According to hot-off-the-press news sources, €700 million has already been pledged towards reconstructing Notre Dame by some very rich and famous businessman, including Patrick Poyanne, CEO of French oil company Total, who’s pledged €100 million. This hefty donation follows on from Paris mayor Anne Hidalgo’s €50 million donation, whilst L’Oréal and the Bettencourt-Schueller Foundation has committed €200 million. The whiff of irony here is two-fold: first of all, this list of those with deep pockets full of readies makes no reference to any forthcoming dosh from the Catholic Church itself, which given the Church is worth an estimated $10-$15 billion (its Italian stock holdings alone run to some $1.6 billion says Time Magazine), does make you wonder why it isn’t coughing up for these repairs.

Secondly, these donations could be doing a hell of a lot more than paying for the reconstruction of a mediaeval Catholic cathedral owned by the French Ministry of Culture. Such as supporting some of the 68.5 million estimated refugees across the world, including some 4.39 million displaced across Europe. Having recently spent several months working in a refugee camp on the Greek isle of Samos, I know what conditions are like for some refugee communities in Europe: it is shocking and haunting to see people surviving in squalor (wet tents, no toilets, no access to showers, vital psychological support services, nor any vision of a future) in Greece. A fraction of €700 million would utterly transform the lives of thousands of displaced individuals, including unaccompanied children, some of whom were sleeping under trees outside the camp in Samos, without even a tent to shelter them.

And then there is climate change, or rather climate catastrophe. According to the Climate Disclosure Standards Board (CDSB) the costs of adapting to climate change in ‘developing countries’ could rise to between US$280 – 500 billion. That’s a fair whack more than it costs to repair a cathedral, and would be of a lot more benefit to most people in this world. We are all contributing to climate degradation, though some much more than others. At the end of 2015, Total (now donating €100 million to Notre Dame) was fined more just £1 million for safety breaches that led to a potentially catastrophic leak at the Elgin Gas Platform in the North Sea. According to the Guardian newspaper, between 2000 and late 2012, at least 4,123 North Sea oil leaks were reported, and just seven fines were issued to oil companies during the same period. Which really scrapes the barrel in terms of corporate deterrence.

The World Economic Forum, in its recent Global Risk Report says that for the third year in a row environmental risks represent the greatest threat facing the world, ranking three out of five in terms of (impact) likelihood. Climate mitigation strategies cost money, and as Extinction Rebellion are showing us, we cannot afford to ignore the catastrophe towering in front of us that is of our own making.

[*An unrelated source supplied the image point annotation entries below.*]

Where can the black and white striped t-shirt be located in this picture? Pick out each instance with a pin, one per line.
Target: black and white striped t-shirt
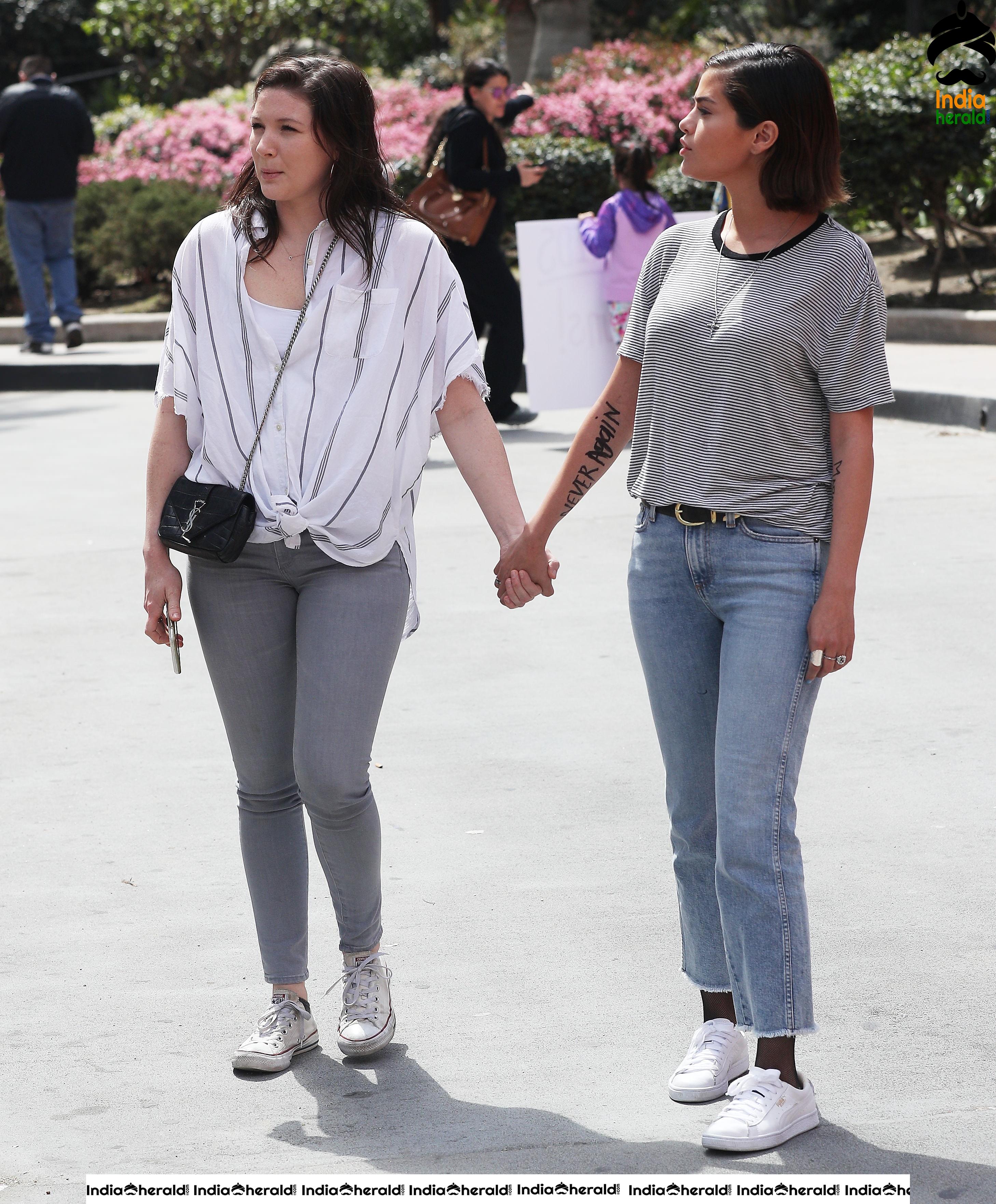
(739, 418)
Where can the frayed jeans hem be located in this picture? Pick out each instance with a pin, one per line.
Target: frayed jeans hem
(777, 1032)
(711, 990)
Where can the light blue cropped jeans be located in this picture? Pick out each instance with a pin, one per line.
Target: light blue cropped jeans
(719, 615)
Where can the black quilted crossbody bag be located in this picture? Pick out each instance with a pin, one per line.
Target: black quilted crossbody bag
(215, 522)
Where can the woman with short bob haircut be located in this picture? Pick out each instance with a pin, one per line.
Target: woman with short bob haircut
(752, 362)
(302, 631)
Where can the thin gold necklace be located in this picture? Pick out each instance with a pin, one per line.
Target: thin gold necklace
(717, 311)
(290, 257)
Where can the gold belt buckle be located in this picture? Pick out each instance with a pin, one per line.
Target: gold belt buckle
(683, 522)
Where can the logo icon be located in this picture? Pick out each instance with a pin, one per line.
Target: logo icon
(963, 28)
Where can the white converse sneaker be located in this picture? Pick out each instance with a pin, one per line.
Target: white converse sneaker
(286, 1028)
(366, 1024)
(718, 1055)
(764, 1112)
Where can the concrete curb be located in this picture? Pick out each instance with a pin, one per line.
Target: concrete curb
(942, 325)
(51, 377)
(945, 409)
(100, 328)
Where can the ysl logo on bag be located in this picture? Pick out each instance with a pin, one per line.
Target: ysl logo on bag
(194, 512)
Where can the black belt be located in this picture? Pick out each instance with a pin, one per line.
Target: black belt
(692, 516)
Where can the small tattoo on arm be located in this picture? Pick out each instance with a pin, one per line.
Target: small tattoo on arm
(600, 454)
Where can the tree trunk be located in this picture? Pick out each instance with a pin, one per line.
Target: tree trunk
(520, 33)
(440, 11)
(562, 27)
(940, 227)
(914, 17)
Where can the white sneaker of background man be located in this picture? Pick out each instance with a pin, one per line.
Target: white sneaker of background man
(718, 1054)
(286, 1028)
(366, 1023)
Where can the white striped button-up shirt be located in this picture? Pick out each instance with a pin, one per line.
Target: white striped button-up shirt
(347, 437)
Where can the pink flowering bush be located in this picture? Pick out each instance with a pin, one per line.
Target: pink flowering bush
(406, 115)
(200, 142)
(618, 91)
(610, 93)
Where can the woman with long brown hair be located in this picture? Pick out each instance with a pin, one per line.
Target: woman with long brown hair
(302, 631)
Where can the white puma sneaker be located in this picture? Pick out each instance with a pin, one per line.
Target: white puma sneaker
(764, 1112)
(286, 1028)
(718, 1055)
(366, 1024)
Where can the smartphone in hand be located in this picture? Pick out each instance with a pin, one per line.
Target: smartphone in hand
(174, 643)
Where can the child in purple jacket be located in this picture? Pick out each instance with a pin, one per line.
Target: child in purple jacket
(625, 229)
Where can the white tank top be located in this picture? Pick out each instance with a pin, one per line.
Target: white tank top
(277, 322)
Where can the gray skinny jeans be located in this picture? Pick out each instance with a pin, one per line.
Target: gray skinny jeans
(300, 649)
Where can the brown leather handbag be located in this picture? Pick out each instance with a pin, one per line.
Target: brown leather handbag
(449, 212)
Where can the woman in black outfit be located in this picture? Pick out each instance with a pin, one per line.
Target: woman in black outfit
(493, 293)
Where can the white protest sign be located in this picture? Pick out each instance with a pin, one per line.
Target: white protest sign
(569, 347)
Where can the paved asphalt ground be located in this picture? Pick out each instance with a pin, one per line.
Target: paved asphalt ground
(529, 902)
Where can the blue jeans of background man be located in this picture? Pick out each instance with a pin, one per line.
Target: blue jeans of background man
(719, 615)
(40, 235)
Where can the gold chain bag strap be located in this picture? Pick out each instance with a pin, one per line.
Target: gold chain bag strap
(215, 522)
(449, 212)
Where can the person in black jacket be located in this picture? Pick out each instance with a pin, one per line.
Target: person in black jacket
(493, 293)
(44, 129)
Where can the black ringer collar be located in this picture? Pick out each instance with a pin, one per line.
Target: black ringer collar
(762, 254)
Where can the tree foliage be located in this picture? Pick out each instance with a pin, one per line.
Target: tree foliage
(55, 28)
(899, 163)
(185, 48)
(848, 25)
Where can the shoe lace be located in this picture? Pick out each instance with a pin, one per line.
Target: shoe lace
(707, 1053)
(277, 1018)
(751, 1095)
(362, 989)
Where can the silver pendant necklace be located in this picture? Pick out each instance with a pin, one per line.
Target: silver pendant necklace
(717, 311)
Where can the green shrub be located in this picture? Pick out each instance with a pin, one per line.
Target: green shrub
(10, 299)
(681, 192)
(126, 232)
(898, 162)
(579, 179)
(142, 227)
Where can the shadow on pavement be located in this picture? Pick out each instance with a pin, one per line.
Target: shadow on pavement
(407, 1122)
(526, 435)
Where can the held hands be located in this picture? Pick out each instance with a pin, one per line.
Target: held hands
(524, 571)
(831, 634)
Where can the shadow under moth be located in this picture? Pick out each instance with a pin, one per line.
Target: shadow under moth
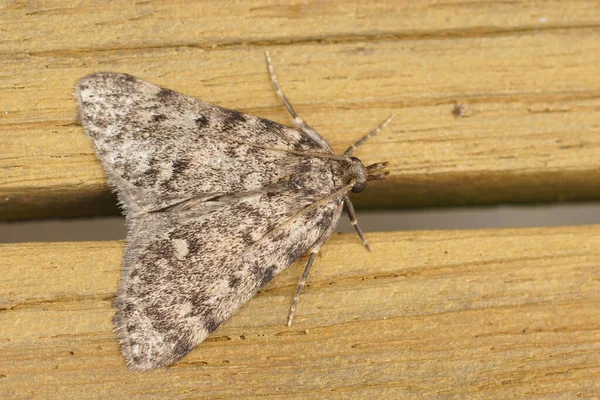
(217, 203)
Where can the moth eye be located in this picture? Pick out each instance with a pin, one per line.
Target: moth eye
(359, 187)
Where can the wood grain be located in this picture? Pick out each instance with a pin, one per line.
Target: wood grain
(527, 71)
(468, 314)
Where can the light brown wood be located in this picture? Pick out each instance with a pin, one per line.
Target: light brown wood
(468, 314)
(527, 72)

So, what would you do with €700 million? Support refugees, build climate adaptation mechanisms for all our futures, or rebuild a mediaeval cathedral despite the awesomely rich Catholic church? Jesus himself was a fierce iconoclast who lambasted the temple rulers for hoarding wealth: in terms of Notre Dame’s potent religiosity, the most symbolic act of all would be to give these donations to those who need them the most.